Jeśli już bym wylądował na bezludnej wyspie to:
wrócił bym na statek i zabrał wszystko co najpotrzebiejsze
Dostał bym na łeb, jeśli skończyłyby mi się fajki
![](images/smiles/icon_smile.gif)
Skakał bym po drzewach za małpami
Zrobił bym sobie kolege z drewna
Dlej nie wiem
![](images/smiles/icon_biggrin.gif)
No to amerykanie by sobie z twojej pięknie zaplanowanej wyspy zrobili poligon atomowy , i z twojego bestsellera nici
A, to będzie koniec świata...
W zaświatach mi wynagrodzą luksusowym wydaniem.
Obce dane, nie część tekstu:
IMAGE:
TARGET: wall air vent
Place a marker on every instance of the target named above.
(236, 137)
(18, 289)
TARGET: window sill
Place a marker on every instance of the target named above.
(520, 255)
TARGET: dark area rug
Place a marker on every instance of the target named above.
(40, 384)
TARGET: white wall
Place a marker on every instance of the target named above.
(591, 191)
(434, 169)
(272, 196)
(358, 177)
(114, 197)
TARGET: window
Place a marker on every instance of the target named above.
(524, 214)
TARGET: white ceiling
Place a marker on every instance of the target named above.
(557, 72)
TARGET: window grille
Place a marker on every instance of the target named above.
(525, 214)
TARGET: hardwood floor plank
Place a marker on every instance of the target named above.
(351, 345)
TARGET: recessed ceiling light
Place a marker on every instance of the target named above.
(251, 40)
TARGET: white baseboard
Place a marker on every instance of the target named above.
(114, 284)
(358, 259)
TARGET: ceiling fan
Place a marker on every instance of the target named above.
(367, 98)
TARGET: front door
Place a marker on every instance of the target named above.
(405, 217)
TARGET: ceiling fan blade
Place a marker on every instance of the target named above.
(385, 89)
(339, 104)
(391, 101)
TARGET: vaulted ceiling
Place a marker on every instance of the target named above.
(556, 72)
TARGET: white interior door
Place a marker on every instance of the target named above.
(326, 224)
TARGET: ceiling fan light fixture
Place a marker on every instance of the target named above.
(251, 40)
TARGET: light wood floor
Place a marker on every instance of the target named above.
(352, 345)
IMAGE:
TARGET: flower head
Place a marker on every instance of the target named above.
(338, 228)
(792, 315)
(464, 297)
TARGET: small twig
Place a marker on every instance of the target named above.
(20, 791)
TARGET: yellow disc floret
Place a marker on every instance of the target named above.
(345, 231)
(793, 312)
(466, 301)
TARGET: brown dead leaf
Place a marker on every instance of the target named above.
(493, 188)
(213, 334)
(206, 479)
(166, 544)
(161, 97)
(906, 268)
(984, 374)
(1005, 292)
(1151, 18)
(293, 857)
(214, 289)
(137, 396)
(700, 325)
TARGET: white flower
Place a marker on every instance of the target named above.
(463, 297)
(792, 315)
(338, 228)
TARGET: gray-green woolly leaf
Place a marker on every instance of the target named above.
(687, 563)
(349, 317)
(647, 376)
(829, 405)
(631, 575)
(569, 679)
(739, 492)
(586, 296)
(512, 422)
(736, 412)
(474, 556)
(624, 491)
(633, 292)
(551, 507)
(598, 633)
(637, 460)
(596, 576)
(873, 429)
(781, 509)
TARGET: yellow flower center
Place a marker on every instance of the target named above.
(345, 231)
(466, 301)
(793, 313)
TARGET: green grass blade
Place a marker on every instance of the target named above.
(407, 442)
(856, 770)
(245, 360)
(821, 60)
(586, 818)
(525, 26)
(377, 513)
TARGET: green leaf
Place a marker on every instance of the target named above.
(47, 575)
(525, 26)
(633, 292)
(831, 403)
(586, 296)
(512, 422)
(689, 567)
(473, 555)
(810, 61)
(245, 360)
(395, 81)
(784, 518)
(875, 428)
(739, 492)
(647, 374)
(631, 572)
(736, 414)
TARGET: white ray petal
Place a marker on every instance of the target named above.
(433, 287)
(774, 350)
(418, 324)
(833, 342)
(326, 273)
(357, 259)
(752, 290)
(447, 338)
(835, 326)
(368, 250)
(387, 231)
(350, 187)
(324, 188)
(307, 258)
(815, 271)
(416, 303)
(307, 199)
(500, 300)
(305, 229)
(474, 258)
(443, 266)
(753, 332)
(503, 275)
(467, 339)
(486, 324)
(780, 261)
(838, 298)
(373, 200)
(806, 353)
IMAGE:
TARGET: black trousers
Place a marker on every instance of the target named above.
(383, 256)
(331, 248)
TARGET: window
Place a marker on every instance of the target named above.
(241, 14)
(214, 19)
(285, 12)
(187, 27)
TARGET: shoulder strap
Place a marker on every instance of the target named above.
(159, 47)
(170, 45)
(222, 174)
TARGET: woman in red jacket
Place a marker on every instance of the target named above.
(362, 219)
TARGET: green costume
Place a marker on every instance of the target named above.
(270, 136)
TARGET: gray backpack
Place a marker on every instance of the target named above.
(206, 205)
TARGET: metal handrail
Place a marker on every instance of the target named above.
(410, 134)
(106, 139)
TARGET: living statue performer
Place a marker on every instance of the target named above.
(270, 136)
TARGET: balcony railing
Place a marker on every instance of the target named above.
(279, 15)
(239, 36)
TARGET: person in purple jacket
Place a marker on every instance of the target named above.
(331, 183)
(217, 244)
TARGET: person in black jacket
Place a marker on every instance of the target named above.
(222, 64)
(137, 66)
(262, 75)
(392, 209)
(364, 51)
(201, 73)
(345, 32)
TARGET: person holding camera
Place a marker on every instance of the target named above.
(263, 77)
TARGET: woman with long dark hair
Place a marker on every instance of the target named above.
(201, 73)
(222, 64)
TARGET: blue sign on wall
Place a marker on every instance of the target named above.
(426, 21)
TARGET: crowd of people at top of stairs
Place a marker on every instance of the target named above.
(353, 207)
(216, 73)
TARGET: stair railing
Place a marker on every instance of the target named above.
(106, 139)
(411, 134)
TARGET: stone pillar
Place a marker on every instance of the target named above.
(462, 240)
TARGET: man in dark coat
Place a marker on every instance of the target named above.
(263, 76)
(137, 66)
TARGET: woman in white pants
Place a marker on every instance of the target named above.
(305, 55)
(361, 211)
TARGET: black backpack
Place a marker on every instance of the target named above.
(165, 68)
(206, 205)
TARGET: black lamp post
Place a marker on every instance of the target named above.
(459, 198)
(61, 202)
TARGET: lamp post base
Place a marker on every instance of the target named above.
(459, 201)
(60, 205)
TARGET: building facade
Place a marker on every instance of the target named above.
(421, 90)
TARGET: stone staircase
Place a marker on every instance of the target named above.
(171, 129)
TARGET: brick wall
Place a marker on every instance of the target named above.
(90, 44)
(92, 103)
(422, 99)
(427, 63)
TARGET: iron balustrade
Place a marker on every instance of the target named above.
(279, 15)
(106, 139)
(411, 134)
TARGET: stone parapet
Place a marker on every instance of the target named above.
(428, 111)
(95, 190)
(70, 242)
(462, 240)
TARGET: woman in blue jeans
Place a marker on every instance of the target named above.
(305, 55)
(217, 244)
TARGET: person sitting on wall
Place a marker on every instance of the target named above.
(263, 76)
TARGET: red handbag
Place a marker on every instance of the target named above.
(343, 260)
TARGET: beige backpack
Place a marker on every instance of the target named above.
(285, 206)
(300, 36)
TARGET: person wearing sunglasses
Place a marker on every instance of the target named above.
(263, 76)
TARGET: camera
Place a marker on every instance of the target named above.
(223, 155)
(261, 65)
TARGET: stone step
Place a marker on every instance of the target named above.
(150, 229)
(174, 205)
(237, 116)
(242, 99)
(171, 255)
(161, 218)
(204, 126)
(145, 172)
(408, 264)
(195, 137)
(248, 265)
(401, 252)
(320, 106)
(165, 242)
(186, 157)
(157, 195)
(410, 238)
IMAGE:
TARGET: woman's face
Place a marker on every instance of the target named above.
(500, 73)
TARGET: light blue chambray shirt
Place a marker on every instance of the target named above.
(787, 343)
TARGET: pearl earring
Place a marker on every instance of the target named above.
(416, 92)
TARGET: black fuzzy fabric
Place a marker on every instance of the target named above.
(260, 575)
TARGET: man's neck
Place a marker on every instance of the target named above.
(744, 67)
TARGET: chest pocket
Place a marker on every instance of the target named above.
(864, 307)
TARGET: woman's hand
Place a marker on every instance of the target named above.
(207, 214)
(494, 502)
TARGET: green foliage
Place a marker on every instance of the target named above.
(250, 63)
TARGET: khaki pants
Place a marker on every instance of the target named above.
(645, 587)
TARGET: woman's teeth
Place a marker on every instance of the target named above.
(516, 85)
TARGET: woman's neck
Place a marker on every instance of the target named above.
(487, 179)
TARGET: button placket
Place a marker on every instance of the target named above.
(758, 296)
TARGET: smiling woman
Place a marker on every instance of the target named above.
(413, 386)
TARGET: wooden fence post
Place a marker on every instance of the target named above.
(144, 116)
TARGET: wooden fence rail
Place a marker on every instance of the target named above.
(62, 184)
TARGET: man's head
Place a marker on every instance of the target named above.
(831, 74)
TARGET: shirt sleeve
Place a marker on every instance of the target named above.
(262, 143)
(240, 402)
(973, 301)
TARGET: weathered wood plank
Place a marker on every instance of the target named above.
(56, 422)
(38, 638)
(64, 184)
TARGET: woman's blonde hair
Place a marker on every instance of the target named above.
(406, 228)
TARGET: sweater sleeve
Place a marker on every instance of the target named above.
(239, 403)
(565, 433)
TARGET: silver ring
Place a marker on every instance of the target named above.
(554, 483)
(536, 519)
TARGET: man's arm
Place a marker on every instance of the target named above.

Jezeli mialbym ze soba jakas dziewczyne to zostalbym tam na zawsze
Dlaczego tylko jedna, dlaczego nie wyspa pełna kobiet A po za tym to bezludna wyspa
Nienawidzę być sam gdziekolwiek jestem dlatego strzelił bym se w łeb
Ksyniu napisał(a):
Nienawidzę być sam gdziekolwiek jestem dlatego strzelił bym se w łeb
Myślę, że zrobiłbym podobnie...
No tak, ale i tak w końcu [ ort! ] byś padł z braku jedzenia i środków do życia chyba nie?